Worth picking up today on a note from SG’s Global quantitative research team from yesterday called “There is nothing to fear but fear itself – Hedging inflation risk with equities”. This is very timely because as readers of this blog will know I think worry about inflation – or at least expectations of its re-emergence – is fast becoming a major topic. The SocGen paper rightly reminds us that worries about inflation are timeless and there is an endless debate about whether investors should worry about core rates shooting above 5%. It is an open-ended debate! That said investors are worrying more than usual about this topic as this useful chart below from SG shows.

The meat of the report though is what investors can practically do to hedge their inflation risk. A few comments are worth noting in more detail. The first is that factors probably won’t be of much use. As the SG report says “when we asked our Machine Learning (ML) system to help us ‘play’ the inflation theme within the equity market, it basically came back with “I don’t know”. Factors such as Value, Quality and Growth are not useful ways to play inflation, either because they aren’t or because we simply haven’t really had any sustained inflation to model”.

What about sectors?

“Primary businesses feature heavily in the inflation winners, with Fertilisers, Oil Production and Copper [are] clear beneficiaries given Food, Metals and Oil prices are key reasons for rising headline inflation [emphasis added] This makes sense, as ramping up oil, food and mining production is slower than ramping up production in a factory, especially if there is plenty of spare capacity. Farming is highly seasonal and lost crops are not easily replaced. On the losing side, Airlines are obvious losers from higher oil prices, but the rest is less obvious. Farming & Fishing for example might be a winner from higher food prices, but if their clients (supermarkets) refuse to accept cost push inflation, then margins would come under pressure.”

The chart below maps out those betas to inflation. Note commercial mortgage REITs as well and Home Construction (builders) on the downside.

And stocks?

“We end up with a concentrated basket of nine Mining and seven largely Fertiliser manufacturers, which we have screened to ensure the components have enough liquidity and therefore the basket is tradeable. “

One useful side note – adding (20% portfolio allocation) gold to the inflation basket helps reduce volatility.

New UK focused fund

Nice to see the IPO pipeline is restarting again. One in particular looks interesting in my view – it’s called the Tellworth British Recovery & Growth Trust (BRIT). The new fund “believes that many companies listed on the UK stock market are currently undervalued.”. You can see an early research note on the proposed IPO HERE.
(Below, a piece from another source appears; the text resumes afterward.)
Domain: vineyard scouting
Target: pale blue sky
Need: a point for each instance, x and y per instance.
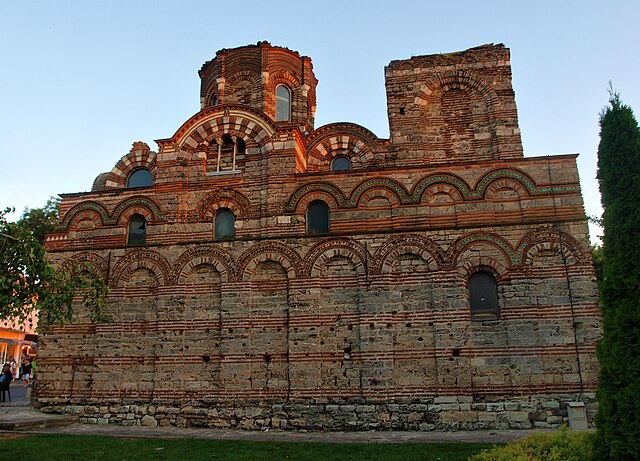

Here’s the fund basics: BRIT is a new company that has been established to invest in the United Kingdom. Its portfolio will combine what the investment manager believes to be the best of British global leaders, British recovery stocks and British technology stocks. It will aid those British companies if they need more capital and aims to support many of them as they grow from small beginnings to the world-class companies of tomorrow. The investment team selecting stocks for inclusion in the portfolio is led by Paul Marriage and John Warren, who worked together at Schroders before setting up Tellworth Investments in October 2017. BRIT is seeking to raise £100m in its initial issue, which is open to both professional and private investors (in qualifying locations). There seems to be a hard-minimum fund raise at £75m working alongside Dickson Minto and Numis.

The obvious focus here is on UK focused businesses – the team “will actively seek companies that are UK-based and headquartered and that have significant UK activities in research, development, production or services without which their business could not thrive.” Crucially the team seem to be focused more on what I suppose one could loosely call ‘growth’ / quality stocks, thus differentiating the fund from more value focused peers.

“Over the past 20 years, members of the team have a developed a stock-selection methodology which aims to identify companies which are at an early-stage on their path to becoming world-leading public companies. The team calls this ‘P3M’ investing.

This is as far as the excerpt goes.